Data were drawn from a longitudinal study on family history of alcoholism (FHA) and other correlates of alcoholism (see Sher, Walitzer, Wood, & Brent, 1991, for a full description of the study). The baseline sample comprised of 489 first-year college students (46% men, Mage = 18.2 years) from a large Midwestern university. Half (51%) of the respondents were classified as FHA positive (FHA+) and were prospectively assessed seven times over 17 years (roughly at ages 18, 19, 20, 21, 25, 29, and 35) by both interview and paper-and-pencil questionnaire. Overall retention was good; over 84% of participants were retained over the first 11 years of the study, and over 78% were retained through Year 17 (Mage = 34.5 years).

Measures

Heavy drinking

We used three self-report measures of alcohol use as indicators of a latent heavy drinking variable in both the AHB Study and IMPACTS. For the AHB Study, frequency of alcohol in the past week, frequency of intoxication during the past month, and heavy drinking frequency (i.e., five or more drinks at a single setting) during the past month were used as indicators. For IMPACTS, self-reported quantity of alcohol in the past 3 months, frequency of intoxication during the past month, and heavy drinking frequency during the past month were used as indicators.

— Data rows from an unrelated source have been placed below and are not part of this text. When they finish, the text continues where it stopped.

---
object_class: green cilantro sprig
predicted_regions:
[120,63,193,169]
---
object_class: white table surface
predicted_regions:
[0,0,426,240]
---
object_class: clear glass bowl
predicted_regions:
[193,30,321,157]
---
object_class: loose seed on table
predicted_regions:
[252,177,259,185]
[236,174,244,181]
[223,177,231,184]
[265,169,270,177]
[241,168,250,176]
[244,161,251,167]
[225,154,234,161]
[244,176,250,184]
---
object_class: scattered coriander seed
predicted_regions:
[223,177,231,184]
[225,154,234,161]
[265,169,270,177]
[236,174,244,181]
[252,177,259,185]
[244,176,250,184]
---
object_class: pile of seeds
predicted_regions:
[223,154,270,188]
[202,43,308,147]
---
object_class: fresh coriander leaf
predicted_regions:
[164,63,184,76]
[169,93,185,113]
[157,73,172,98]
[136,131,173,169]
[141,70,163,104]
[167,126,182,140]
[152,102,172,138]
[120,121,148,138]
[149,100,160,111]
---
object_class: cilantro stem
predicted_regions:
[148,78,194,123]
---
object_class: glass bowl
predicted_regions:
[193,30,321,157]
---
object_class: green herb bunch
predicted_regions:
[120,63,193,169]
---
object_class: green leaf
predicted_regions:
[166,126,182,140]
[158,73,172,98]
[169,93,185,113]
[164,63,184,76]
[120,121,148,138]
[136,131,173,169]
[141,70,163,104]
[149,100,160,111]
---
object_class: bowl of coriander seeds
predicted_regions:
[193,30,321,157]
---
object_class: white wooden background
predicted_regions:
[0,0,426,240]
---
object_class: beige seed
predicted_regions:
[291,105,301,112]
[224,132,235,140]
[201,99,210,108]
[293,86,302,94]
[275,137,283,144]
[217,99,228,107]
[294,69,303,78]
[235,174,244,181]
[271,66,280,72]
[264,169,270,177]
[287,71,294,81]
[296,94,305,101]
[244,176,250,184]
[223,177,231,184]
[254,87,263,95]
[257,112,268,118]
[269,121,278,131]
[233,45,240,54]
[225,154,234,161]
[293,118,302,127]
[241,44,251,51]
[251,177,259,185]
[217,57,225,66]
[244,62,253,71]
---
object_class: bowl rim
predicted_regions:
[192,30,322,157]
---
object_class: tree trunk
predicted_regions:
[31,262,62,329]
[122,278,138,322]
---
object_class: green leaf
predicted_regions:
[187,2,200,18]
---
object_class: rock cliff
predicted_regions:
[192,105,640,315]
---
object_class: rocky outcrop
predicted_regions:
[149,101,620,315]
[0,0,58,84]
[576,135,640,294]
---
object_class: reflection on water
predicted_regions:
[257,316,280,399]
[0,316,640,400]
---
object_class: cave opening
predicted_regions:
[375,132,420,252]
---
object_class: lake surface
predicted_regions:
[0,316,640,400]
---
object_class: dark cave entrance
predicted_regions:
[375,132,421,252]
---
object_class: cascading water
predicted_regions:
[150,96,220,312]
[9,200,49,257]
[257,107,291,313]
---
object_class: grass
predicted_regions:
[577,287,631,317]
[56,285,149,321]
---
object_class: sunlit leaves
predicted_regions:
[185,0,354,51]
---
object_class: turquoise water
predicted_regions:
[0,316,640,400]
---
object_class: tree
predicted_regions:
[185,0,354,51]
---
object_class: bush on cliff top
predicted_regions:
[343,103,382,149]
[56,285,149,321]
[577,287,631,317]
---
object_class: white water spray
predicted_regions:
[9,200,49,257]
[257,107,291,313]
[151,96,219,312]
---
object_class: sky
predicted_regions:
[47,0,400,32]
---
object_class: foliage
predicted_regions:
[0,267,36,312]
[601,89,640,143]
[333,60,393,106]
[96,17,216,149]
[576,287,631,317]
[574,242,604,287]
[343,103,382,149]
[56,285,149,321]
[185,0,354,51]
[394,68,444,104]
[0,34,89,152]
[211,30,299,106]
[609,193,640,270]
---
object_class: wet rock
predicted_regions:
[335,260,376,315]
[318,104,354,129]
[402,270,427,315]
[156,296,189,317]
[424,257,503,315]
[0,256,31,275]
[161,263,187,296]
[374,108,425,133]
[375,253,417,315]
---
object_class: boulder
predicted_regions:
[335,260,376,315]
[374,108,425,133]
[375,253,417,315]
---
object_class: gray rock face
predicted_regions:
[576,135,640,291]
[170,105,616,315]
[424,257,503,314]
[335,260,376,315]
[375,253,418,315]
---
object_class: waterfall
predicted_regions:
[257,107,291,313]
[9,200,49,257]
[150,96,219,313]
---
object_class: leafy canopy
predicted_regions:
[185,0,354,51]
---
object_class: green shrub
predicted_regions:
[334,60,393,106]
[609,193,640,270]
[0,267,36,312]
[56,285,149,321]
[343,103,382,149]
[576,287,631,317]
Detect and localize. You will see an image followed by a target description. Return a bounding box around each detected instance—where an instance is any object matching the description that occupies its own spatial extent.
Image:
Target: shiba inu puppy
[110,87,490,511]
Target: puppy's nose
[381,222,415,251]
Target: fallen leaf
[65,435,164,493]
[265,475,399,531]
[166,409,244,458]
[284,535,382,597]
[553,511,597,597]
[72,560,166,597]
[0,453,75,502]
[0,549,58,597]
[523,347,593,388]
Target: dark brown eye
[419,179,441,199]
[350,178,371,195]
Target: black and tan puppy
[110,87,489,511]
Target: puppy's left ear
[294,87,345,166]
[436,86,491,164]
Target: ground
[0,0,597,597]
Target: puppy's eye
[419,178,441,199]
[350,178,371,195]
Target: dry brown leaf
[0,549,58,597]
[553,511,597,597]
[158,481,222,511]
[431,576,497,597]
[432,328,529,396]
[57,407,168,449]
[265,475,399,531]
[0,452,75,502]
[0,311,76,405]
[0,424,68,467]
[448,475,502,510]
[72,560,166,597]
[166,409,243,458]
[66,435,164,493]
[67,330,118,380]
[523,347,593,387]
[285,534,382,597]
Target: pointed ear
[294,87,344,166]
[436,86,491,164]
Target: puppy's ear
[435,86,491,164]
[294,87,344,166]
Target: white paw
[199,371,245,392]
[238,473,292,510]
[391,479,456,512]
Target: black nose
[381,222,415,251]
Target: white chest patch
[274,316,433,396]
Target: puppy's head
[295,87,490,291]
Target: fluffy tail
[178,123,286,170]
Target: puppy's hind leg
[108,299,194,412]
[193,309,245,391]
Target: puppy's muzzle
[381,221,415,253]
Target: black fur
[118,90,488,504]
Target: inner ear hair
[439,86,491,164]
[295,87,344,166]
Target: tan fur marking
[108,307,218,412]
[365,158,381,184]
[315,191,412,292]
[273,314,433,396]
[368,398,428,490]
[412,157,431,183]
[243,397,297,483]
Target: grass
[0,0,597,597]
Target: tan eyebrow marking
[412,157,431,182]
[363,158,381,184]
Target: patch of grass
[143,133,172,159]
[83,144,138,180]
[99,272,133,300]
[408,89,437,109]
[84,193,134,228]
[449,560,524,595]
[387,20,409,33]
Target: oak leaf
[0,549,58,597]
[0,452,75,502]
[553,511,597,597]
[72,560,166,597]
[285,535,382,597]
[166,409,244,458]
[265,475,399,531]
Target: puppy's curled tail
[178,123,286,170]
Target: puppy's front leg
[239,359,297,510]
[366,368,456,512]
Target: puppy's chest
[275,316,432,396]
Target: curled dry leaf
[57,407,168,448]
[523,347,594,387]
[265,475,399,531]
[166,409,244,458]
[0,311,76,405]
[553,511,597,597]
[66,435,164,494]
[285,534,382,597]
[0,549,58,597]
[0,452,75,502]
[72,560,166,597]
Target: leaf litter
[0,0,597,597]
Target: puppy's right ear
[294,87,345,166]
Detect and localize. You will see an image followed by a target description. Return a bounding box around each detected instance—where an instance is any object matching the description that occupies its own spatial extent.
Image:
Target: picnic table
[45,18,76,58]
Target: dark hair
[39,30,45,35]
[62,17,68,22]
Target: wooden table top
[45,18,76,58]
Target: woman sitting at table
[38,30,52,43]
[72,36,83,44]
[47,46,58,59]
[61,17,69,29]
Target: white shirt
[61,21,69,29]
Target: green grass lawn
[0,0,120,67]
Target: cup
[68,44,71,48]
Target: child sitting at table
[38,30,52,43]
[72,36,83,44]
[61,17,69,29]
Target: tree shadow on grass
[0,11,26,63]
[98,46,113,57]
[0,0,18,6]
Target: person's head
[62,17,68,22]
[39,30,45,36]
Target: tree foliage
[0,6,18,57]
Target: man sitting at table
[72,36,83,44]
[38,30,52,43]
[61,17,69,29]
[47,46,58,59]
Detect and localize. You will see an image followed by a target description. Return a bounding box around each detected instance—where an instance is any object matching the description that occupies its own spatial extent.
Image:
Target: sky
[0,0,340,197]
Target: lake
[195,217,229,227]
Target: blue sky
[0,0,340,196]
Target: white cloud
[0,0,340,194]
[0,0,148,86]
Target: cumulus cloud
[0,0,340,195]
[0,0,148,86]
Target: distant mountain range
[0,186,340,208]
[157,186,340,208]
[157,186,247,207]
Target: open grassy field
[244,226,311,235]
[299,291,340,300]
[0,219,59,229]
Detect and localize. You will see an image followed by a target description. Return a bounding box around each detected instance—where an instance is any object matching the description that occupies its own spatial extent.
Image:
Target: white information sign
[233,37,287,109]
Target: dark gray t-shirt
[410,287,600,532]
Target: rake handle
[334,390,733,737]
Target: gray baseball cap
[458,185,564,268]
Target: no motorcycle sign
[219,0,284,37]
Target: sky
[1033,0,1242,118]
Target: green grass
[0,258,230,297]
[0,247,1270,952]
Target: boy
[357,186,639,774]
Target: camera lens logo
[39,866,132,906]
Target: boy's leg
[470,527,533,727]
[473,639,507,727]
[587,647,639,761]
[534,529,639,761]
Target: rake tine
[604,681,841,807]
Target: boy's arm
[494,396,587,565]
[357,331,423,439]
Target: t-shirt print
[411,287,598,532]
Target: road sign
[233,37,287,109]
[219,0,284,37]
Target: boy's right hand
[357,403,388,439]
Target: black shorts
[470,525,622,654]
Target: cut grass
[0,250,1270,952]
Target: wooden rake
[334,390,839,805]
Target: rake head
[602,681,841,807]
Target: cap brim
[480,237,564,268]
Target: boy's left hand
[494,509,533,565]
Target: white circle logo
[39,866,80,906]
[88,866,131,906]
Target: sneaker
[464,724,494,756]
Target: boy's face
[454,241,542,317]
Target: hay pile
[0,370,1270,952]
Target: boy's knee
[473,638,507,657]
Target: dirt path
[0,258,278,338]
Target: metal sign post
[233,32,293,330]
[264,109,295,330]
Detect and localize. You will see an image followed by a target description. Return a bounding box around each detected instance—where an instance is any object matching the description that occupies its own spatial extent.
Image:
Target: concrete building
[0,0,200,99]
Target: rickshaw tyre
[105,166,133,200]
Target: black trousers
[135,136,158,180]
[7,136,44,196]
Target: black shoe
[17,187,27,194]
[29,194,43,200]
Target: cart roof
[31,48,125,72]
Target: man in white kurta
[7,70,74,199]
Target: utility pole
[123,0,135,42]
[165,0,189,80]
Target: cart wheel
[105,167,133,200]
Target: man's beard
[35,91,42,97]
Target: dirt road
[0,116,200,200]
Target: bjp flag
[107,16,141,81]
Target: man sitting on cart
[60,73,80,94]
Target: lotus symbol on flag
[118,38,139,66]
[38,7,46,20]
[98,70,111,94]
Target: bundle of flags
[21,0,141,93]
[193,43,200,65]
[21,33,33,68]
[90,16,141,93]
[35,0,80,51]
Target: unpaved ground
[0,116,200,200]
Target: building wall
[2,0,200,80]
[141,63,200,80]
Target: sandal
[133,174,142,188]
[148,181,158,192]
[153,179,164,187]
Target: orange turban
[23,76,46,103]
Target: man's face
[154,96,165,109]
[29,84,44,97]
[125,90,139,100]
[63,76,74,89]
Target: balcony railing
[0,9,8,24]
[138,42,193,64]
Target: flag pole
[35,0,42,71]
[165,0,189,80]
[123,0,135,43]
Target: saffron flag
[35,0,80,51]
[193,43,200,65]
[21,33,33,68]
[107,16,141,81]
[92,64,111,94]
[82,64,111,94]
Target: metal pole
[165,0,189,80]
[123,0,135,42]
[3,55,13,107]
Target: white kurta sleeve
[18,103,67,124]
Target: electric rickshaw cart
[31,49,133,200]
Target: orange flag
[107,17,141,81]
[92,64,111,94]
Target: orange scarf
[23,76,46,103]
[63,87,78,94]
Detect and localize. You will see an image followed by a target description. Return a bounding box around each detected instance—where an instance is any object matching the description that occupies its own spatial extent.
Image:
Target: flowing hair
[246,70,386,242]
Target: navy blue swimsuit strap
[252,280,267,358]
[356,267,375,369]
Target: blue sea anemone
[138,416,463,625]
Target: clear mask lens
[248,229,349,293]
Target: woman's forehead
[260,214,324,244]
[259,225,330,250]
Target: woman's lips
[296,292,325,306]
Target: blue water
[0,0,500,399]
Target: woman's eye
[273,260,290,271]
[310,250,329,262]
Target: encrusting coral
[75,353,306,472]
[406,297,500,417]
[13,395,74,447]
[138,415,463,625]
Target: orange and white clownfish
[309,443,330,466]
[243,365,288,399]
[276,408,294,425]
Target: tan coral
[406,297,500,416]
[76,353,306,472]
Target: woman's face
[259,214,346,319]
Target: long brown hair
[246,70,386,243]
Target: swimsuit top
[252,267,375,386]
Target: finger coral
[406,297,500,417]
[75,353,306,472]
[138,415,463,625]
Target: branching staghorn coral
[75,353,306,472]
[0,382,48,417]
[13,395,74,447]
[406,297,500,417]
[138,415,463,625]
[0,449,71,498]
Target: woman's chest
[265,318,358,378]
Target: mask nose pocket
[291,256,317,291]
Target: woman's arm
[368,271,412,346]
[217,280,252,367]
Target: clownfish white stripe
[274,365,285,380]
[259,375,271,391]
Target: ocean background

Problematic alcohol involvement

A sum of 27 items consisting of both negative consequences associated with drinking and symptoms related to alcohol dependence (see Littlefield et al., 2009, 2010; Sher et al., 1991) was calculated at each wave. Participants were asked if, in the past year, they had experienced alcohol-related consequences or symptoms (e.g., In the past year, have you … “Gotten in trouble at work or school because of drinking?”). Internal consistency, as measured by coefficient alpha, ranged from .87–.90.

Personality

In the AHB Study, a sum of 10 items was used to assess impulsivity at baseline (age 18) and subsequently at ages 25, 29, and 35, respectively. Six of these items (e.g., I often follow my instincts, hunches, or intuition without thinking through all the details) were drawn from the Novelty Seeking dimension from the short-form of the Tridimensional Personality Questionnaire (Short-TPQ; Sher, Wood, Crews, & Vandiver, 1995) and the remaining four items (e.g., I often do things on the spur of the moment) were taken from the Eysenck Personality Questionnaire (Eysenck & Eysenck, 1968). For IMPACTS, the Novelty Seeking dimension from the Short-TPQ (Sher et al., 1995) was used. Internal consistency, as measured by coefficient alpha, ranged from .75–.81 for the impulsivity scale and from .71–.72 for novelty seeking.

Analytic Procedure

First, we estimated bivariate LDS models between novelty seeking and heavy drinking in IMPACTS. At each wave, a latent variable for novelty seeking was created from three parcels of the Novelty Seeking dimension. A latent variable for heavy drinking at each wave was created from quantity of drinking, frequency of binge drinking, and frequency of perceived intoxication. For the analyses shown in Figure 1, factor loadings were constrained to equality within construct across waves (although models without these and more restrictive constraints yielded nearly identical results to those presented here). We estimated three models in these data. In first model (Model 1), we used parallel assessments of personality and heavy drinking (i.e., approximately at age 18 and 21 years) at fall freshman and spring senior year. In the second model (Model 2), given the findings in the extant literature that more proximal alcohol use appears to predict subsequent changes in personality (i.e., Chassin et al., 2010; Quinn et al., 2011; White et al., 2011), we estimated the influence of spring sophomore year drinking on changes in personality between 18 and 21 years. In the third model (Model 3), we examined the transactional relation between personality and heavy drinking in a subset of the original participants (n = 1,248) using three assessments of personality and heavy drinking, respectively (roughly at ages 18, 21, and 25 years). To allow for missing data, all models were estimated in Mplus, version 6.0 (Muthén and Muthén, 1998–2010) using full information maximum likelihood.

Figure 1.

Figure 1

Latent difference score models from IMPACTS data using parallel assessments (a) and more proximal heavy drinking (b). Values are standardized regression coefficients and correlations (unstandardized estimates shown in parentheses). Bolded lines indicate transactional paths. Italicized lines reflect constraints imposed on the model. Inline graphic = latent difference score. * p < .05.

Results

IMPACTS Data

Figure 1 shows the findings for Models 1 (see Figure1a) and 2 (see Figure1b). In Model 1, the pathways from novelty seeking to changes in heavy drinking and heavy drinking to changes in novelty seeking were small in magnitude and statistically nonsignificant, although changes in heavy drinking and alcohol problems correlated significantly across this timeframe. However, in Model 2, fall freshman year novelty seeking significantly predicted changes in alcohol-related problems between fall freshman and spring sophomore year; in turn, heavy drinking at spring sophomore year significantly predicted changes in novelty seeking between fall freshman and spring senior year. Again, changes in heavy drinking and novelty seeking correlated significantly in this model.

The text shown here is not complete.